2006 | Mario Stanke*, Oliver Keller¹, Irfan Gunduz², Alec Hayes², Stephan Waack¹ and Burkhard Morgenstern
AUGUSTUS is a gene prediction tool for eukaryotes based on a Generalized Hidden Markov Model (GHMM). The original version predicted one transcript per gene, ignoring alternative splicing. The authors present an extended version of AUGUSTUS that can predict multiple splice variants, making it the first ab initio gene finder capable of this. The tool also includes a motif searching feature for user-defined regular expressions. The web server and standalone program are freely available.
The paper discusses the importance of gene prediction tools in bioinformatics, noting that existing tools have limitations. AUGUSTUS was evaluated in the EGASP workshop and performed well in ab initio gene prediction. It can be improved by using BLAST hits and alignments. The new version of AUGUSTUS allows users to control the number of predicted splice variants per gene, balancing sensitivity and specificity. The tool also includes a motif search feature for user-defined patterns.
The method uses posterior probabilities to estimate the likelihood of exons, introns, transcripts, and genes. These probabilities are calculated based on random sampling of parses. The tool filters transcripts based on posterior probabilities and overlaps. The web server offers four options for the number of alternative transcripts: single, few, medium, and many.

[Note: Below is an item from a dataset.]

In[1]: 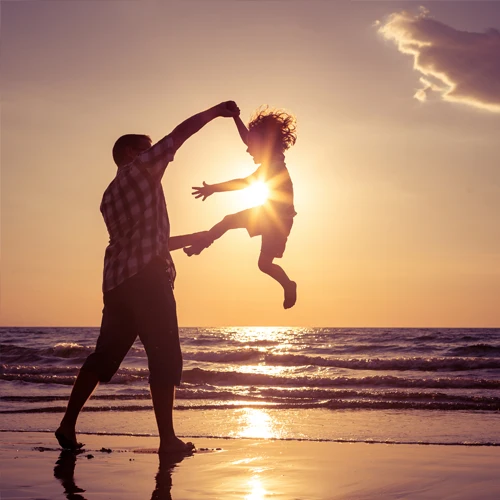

The tool's output includes graphical and text formats, with results in GFF and FASTA. The pattern-searching option allows users to search for conserved protein patterns. The tool was tested on the EGASP dataset, showing improved sensitivity when predicting multiple transcripts. The results show that predicting more transcripts increases gene-level sensitivity, though it may reduce specificity at lower levels. The tool is useful for finding at least one correct splice variant for a gene. Funding was provided by BMBF and DAAD.AUGUSTUS is a gene prediction tool for eukaryotes based on a Generalized Hidden Markov Model (GHMM). The original version predicted one transcript per gene, ignoring alternative splicing. The authors present an extended version of AUGUSTUS that can predict multiple splice variants, making it the first ab initio gene finder capable of this. The tool also includes a motif searching feature for user-defined regular expressions. The web server and standalone program are freely available.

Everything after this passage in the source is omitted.